Rinsho Shinkeigaku. 2009 Jun;49(6):354-7. doi: 10.5692/clinicalneurol.49.354.
We report a 50-year-old man presenting with wall-eyed bilateral internuclear opthalmoplegia (WEBINO) syndrome. He had suffered from progressive double vision and tetraparesis, and been diagnosed as secondary progressive multiple sclerosis (MS). On admission, he presented with bilateral facial nerve palsy, pseudobulber palsy, and spastic tetraparesis, predominantly on the right side. Bilateral adduction deficits were noted on horizontal gaze, together with nystagmus of abducting eyes. On primary eye position, the right eye was fixed in the midposition, while the left eye was exotropic. The right eye was deviated outward on fixation with the left eye. Vertical gaze and convergence were preserved. These ocular findings were compatible with WEBINO and considered to result from impairment of bilateral medial longitudinal fasciculus and imbalance of paramedian pontine reticular formation on both sides. T2-weighted images of MRI revealed a high signal lesion in the paramedian pontine tegmentum without enhancement. He underwent steroid pulse therapy, followed by mild improvement in adduction of both eyes. Although WEBINO tends to be observed in the acute stage of stroke, this patient suggests that demyelinative lesions of MS can cause persistent WEBINO, involving the paramedian pontine tegmentum.

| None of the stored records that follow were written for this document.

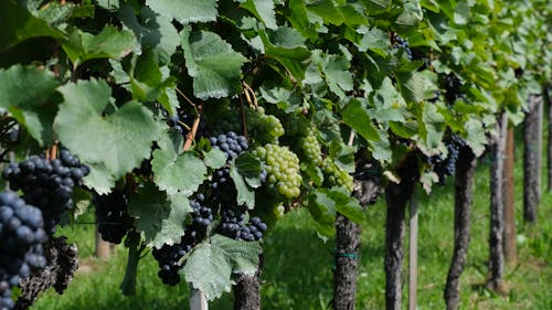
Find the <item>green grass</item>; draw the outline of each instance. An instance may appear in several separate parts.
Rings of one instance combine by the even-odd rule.
[[[460,309],[552,309],[552,194],[543,191],[538,225],[524,226],[521,218],[522,169],[519,151],[517,164],[519,264],[506,269],[509,293],[497,296],[482,286],[487,277],[489,173],[488,165],[480,163],[471,243],[461,277]],[[431,196],[420,194],[418,309],[445,309],[443,289],[453,253],[454,195],[450,181],[444,188],[435,186]],[[384,218],[385,207],[380,201],[367,211],[362,223],[358,309],[384,309]],[[82,221],[92,220],[87,214]],[[157,277],[157,265],[151,255],[139,266],[136,296],[126,298],[118,289],[126,264],[124,247],[119,246],[114,257],[104,263],[91,257],[94,250],[92,225],[77,225],[74,229],[64,228],[61,233],[77,243],[83,268],[63,296],[49,291],[32,309],[188,309],[188,287],[163,286]],[[315,224],[305,210],[291,212],[278,222],[265,238],[263,309],[327,308],[332,298],[333,246],[333,240],[325,243],[317,236]],[[406,270],[407,266],[404,267]],[[407,282],[406,274],[404,279]],[[406,289],[403,295],[404,309]],[[210,307],[232,309],[232,296],[224,295]]]

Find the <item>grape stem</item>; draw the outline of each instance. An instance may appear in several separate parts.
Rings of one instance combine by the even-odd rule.
[[[177,87],[177,93],[180,96],[182,96],[193,108],[195,108],[195,104],[192,100],[190,100],[190,98],[188,98],[188,96],[182,90],[180,90],[178,87]],[[195,111],[198,111],[198,110],[195,110]]]
[[[190,147],[192,146],[193,139],[195,139],[195,133],[198,133],[198,128],[200,127],[200,120],[201,120],[201,114],[203,111],[203,106],[199,105],[197,110],[198,110],[198,116],[193,120],[192,130],[190,132],[188,132],[188,135],[185,136],[185,143],[184,143],[184,147],[182,148],[184,152],[190,149]]]

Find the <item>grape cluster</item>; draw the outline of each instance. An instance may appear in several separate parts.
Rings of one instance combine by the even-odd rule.
[[[195,200],[190,202],[192,207],[192,223],[184,227],[185,234],[180,239],[180,243],[173,245],[163,245],[161,248],[155,248],[152,254],[159,263],[158,276],[163,284],[174,286],[180,282],[178,274],[181,266],[179,260],[184,257],[192,248],[203,239],[206,228],[213,222],[212,210],[202,205],[204,201],[203,194],[195,195]]]
[[[466,141],[456,135],[453,135],[445,143],[447,147],[446,157],[440,154],[428,159],[428,162],[433,164],[433,171],[439,178],[440,185],[445,183],[446,177],[453,175],[456,172],[456,161],[458,160],[460,148],[466,146]]]
[[[259,145],[273,143],[284,136],[284,126],[274,115],[265,114],[263,107],[247,110],[247,129]]]
[[[216,232],[236,240],[261,240],[268,226],[257,216],[252,217],[248,223],[245,222],[245,211],[240,209],[223,210]]]
[[[265,163],[268,186],[282,195],[293,199],[300,194],[301,174],[299,159],[286,147],[266,145],[257,147],[253,154]]]
[[[408,41],[401,38],[397,33],[393,34],[393,49],[403,50],[406,53],[408,61],[412,61],[412,51]]]
[[[15,193],[0,193],[0,310],[13,308],[11,289],[46,266],[42,212]]]
[[[318,142],[315,130],[308,130],[307,136],[299,139],[299,143],[307,162],[315,165],[322,163],[322,149]]]
[[[31,156],[22,162],[11,162],[2,172],[12,191],[23,191],[23,199],[42,210],[46,232],[53,233],[65,210],[73,207],[73,188],[81,185],[89,168],[67,150],[60,158],[47,160]]]
[[[352,192],[353,178],[347,171],[337,165],[330,158],[326,158],[322,161],[322,172],[326,185],[346,186],[348,191]]]
[[[237,136],[234,131],[225,135],[209,138],[213,148],[220,149],[226,157],[226,162],[231,162],[243,151],[247,150],[247,139],[244,136]]]
[[[121,190],[115,189],[106,195],[96,195],[94,205],[102,238],[109,243],[120,244],[132,222],[127,212],[128,199],[126,194]]]
[[[445,99],[449,104],[454,104],[458,98],[465,98],[465,94],[461,93],[460,79],[454,74],[447,74],[444,81],[445,86]]]

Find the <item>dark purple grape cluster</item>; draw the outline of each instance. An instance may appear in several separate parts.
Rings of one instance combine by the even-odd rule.
[[[227,162],[232,161],[250,148],[247,139],[244,136],[236,135],[234,131],[230,131],[226,135],[211,137],[209,140],[211,141],[211,146],[213,148],[217,148],[224,152]]]
[[[439,178],[439,184],[445,184],[445,178],[453,175],[456,172],[456,161],[460,153],[460,149],[466,146],[466,141],[457,135],[450,136],[446,142],[447,156],[444,157],[435,156],[428,159],[429,163],[433,164],[433,171],[437,173]]]
[[[0,310],[13,308],[11,289],[46,266],[42,212],[15,193],[0,193]]]
[[[263,233],[268,228],[259,217],[254,216],[250,223],[245,222],[245,211],[226,209],[221,212],[221,224],[217,233],[229,238],[245,242],[255,242],[263,238]]]
[[[23,199],[42,210],[45,229],[54,233],[64,211],[73,209],[73,188],[82,185],[89,168],[68,150],[60,158],[47,160],[31,156],[22,162],[11,162],[2,172],[12,191],[23,191]]]
[[[203,206],[203,194],[195,195],[195,200],[190,202],[192,207],[192,223],[184,227],[185,234],[180,243],[173,245],[163,245],[161,248],[155,248],[152,254],[159,263],[158,276],[163,284],[174,286],[180,282],[178,271],[181,266],[179,260],[190,253],[192,248],[205,236],[206,228],[213,222],[213,213],[210,207]]]
[[[393,49],[403,50],[406,53],[408,61],[412,61],[412,51],[408,41],[401,38],[397,33],[393,34]]]
[[[115,189],[106,195],[94,197],[96,206],[96,223],[102,238],[106,242],[120,244],[132,224],[128,215],[128,199],[126,194]]]
[[[460,89],[461,82],[454,73],[447,74],[445,76],[444,88],[445,88],[445,99],[449,104],[454,104],[458,98],[466,97],[466,95]]]

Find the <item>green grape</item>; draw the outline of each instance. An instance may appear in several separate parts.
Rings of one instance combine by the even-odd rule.
[[[265,162],[267,183],[279,194],[293,199],[300,194],[301,174],[299,159],[287,147],[266,145],[257,147],[253,154]]]
[[[307,136],[299,139],[299,143],[307,162],[320,165],[322,162],[322,149],[318,142],[316,131],[310,129]]]
[[[284,136],[284,126],[274,115],[265,114],[263,107],[257,107],[256,110],[247,109],[247,129],[251,136],[259,145],[274,143],[278,138]]]
[[[326,158],[322,161],[322,172],[325,175],[326,185],[329,186],[340,185],[344,186],[348,191],[352,192],[352,186],[353,186],[352,177],[349,173],[347,173],[347,171],[339,168],[330,158]]]

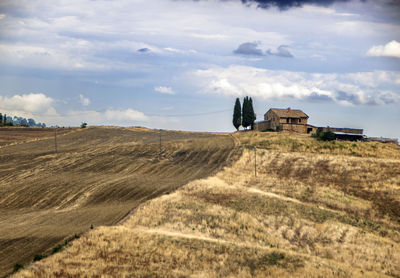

我们报告一名50岁男性,表现为外展神经麻痹性双眼核间性眼肌麻痹(WEBINO)综合征。他患有进行性复视和四肢轻瘫,被诊断为继发进展型多发性硬化症(MS)。入院时,他表现为双侧面神经麻痹、假性延髓麻痹和痉挛性四肢轻瘫,主要累及右侧。水平凝视时双侧内收功能障碍,外展眼伴有眼球震颤。在第一眼位时,右眼固定于中位,左眼向外斜视。左眼注视时右眼向外偏斜。垂直凝视和集合功能保留。这些眼部表现与WEBINO相符,被认为是双侧内侧纵束受损及双侧脑桥旁正中网状结构失衡所致。MRI的T2加权图像显示脑桥旁正中被盖部有高信号病变,无强化。他接受了类固醇冲击治疗,随后双眼内收功能稍有改善。尽管WEBINO多见于中风急性期,但该患者提示MS的脱髓鞘病变可导致持续性WEBINO,累及脑桥旁正中被盖部。